Sculpture in a Park

Sculpture in a Park

Steel beams and natural color form a nexus of architectural symmetry in an urban park

Around Labor Day, patrons, dealers, artists and anyone else who can afford it, seems to be on vacation. So it’s a pleasure to see large-scale sculpture, prominently placed outside in public space, for city dwellers and visitors alike.

Madison Square Art, a non-profit conservancy, is exhibiting three large-scale steel beam sculptures by the artist Mark di Suvero, an elder statesman of the Abstract Expressionist movement of the 1950s, whose work looks completely at place in its urban late-summer home.

The park has been rescued from years of municipal neglect, the fountains refurbished and lawns re-sod. The foliage is especially lush after such a cool, rainy summer.

Heading north into the park, the first sculpture encountered is “Aesopes’ Fables,” a large steel beam armature of angles and circular plates painted fire engine red, handsomely perched on an expanse of tan sand and stone. The red geometric form sitting amongst the densely leafed green of the trees is particularly appealing.

The second sculpture continuing to move north is “Beyond,” a large, rusted, I-beam sculpture with curves and arcs bolted to the armature. The work has a seeming lightness that belies both the steel and its gravity. It rises toward the Metropolitan Life Building towering over the park. The rusted surface of the form once again complements the verdant green of the grass and trees.

Di Suvero’s final sculpture in the park is “Double Tetrahedron,” the most conspicuously vertical of the three. Two triangular I-beam forms are joined by an elongated, angular hourglass shape. Here, the work’s verticality echoes the Empire State Building’s spire. The piece is painted an alert orange and placed in the center of a defunct fountain’s circular pool.

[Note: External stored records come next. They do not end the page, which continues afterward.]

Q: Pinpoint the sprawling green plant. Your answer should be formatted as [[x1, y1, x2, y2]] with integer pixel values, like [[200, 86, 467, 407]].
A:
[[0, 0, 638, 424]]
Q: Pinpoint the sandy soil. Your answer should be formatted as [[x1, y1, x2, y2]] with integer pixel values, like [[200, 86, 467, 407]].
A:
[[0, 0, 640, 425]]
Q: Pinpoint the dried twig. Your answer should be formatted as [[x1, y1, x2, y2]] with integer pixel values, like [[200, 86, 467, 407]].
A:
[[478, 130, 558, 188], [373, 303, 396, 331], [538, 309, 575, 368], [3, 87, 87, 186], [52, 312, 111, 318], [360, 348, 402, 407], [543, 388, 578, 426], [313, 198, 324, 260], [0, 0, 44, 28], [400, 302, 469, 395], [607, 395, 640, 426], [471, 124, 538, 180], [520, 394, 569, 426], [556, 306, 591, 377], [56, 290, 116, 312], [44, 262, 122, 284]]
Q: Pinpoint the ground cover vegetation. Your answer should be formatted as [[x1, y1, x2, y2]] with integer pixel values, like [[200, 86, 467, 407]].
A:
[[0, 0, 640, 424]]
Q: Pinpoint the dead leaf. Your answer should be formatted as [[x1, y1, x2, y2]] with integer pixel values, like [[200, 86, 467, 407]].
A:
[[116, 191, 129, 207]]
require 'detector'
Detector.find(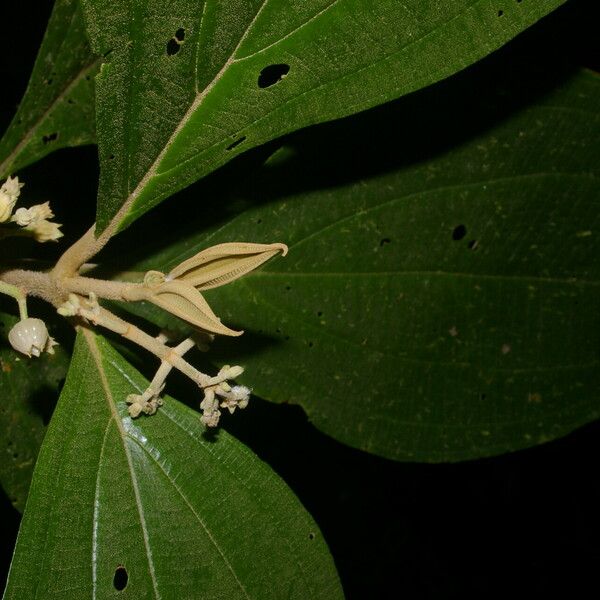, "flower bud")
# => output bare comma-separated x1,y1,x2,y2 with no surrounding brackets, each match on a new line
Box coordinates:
8,317,52,358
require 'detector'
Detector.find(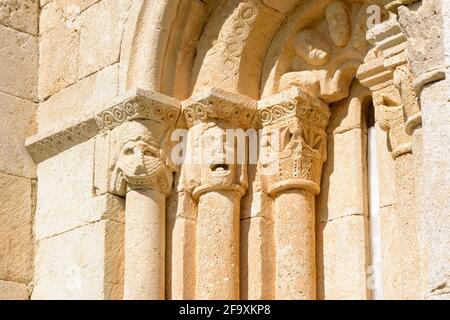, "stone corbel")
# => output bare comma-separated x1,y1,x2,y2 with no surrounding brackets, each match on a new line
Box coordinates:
364,17,422,135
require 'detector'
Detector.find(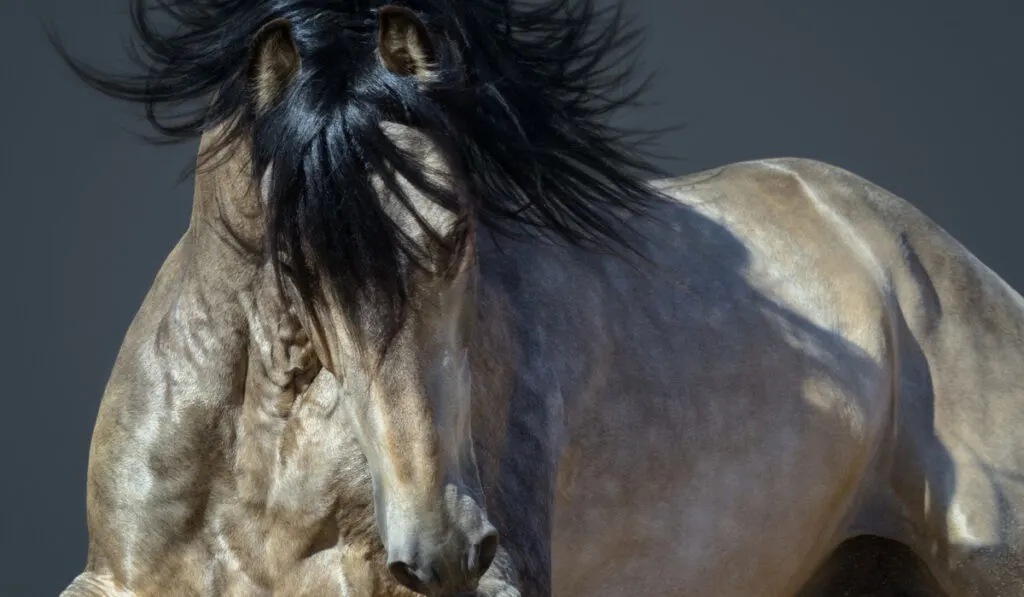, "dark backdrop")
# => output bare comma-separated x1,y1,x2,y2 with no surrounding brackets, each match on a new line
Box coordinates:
0,0,1024,597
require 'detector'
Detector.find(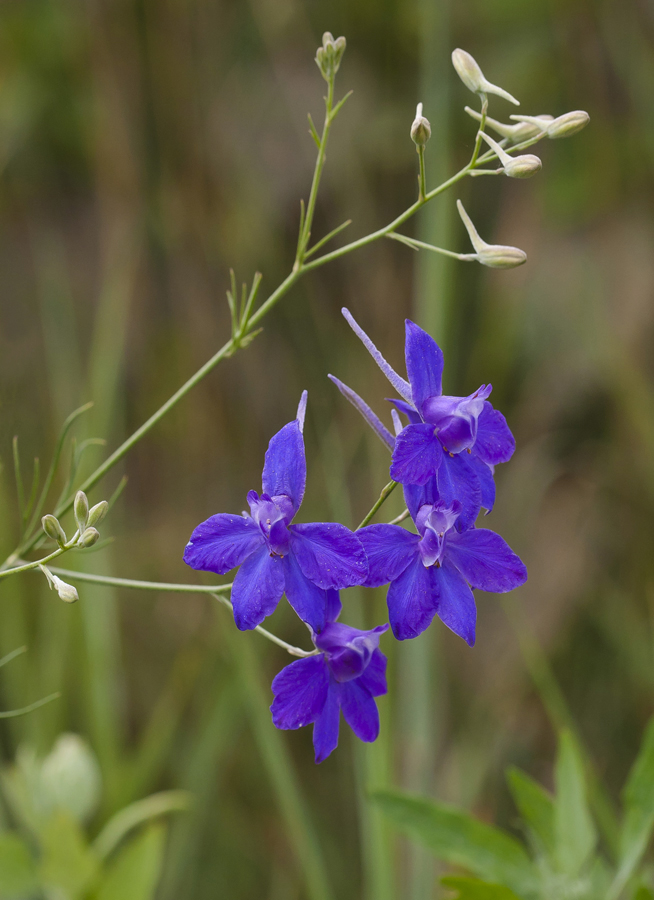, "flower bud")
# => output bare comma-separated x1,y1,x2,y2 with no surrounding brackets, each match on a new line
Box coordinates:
481,131,543,178
511,109,590,138
452,49,520,106
78,528,100,547
316,31,346,81
41,513,66,545
86,500,109,526
456,200,527,269
73,491,89,534
50,575,79,603
411,103,431,147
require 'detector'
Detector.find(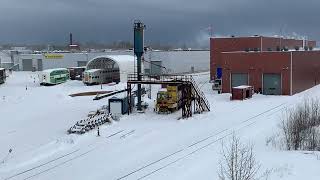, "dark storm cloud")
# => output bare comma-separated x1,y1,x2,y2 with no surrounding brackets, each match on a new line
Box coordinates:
0,0,320,44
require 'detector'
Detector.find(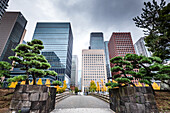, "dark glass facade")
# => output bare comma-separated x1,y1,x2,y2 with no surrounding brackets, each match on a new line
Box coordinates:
0,0,9,20
33,22,73,83
90,32,104,49
0,12,27,63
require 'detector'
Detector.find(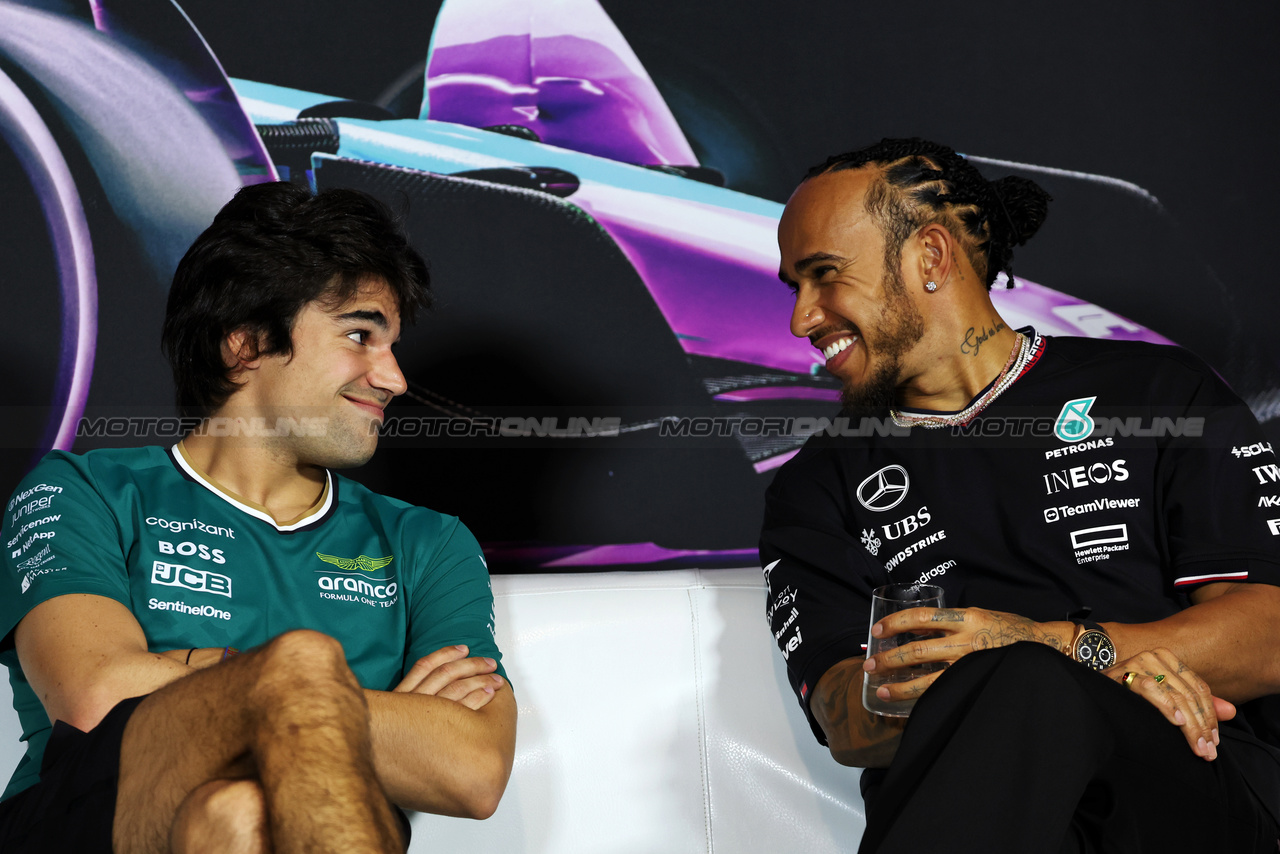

Sitting down and contemplating “Double Tetrahedron” while looking south toward another iconic landmark, the Flatiron Building, at the park’s southern border, the sculpture seems aptly placed in the calm respite from an otherwise bustling environment. Here the work seems happily ensconced amidst the life of a late summer park scene.

Di Suvero’s work had always seemed rather generic to me. On this viewing, though, I realized that his steel pieces are in fact the prototype for an entire class of sculptural expression.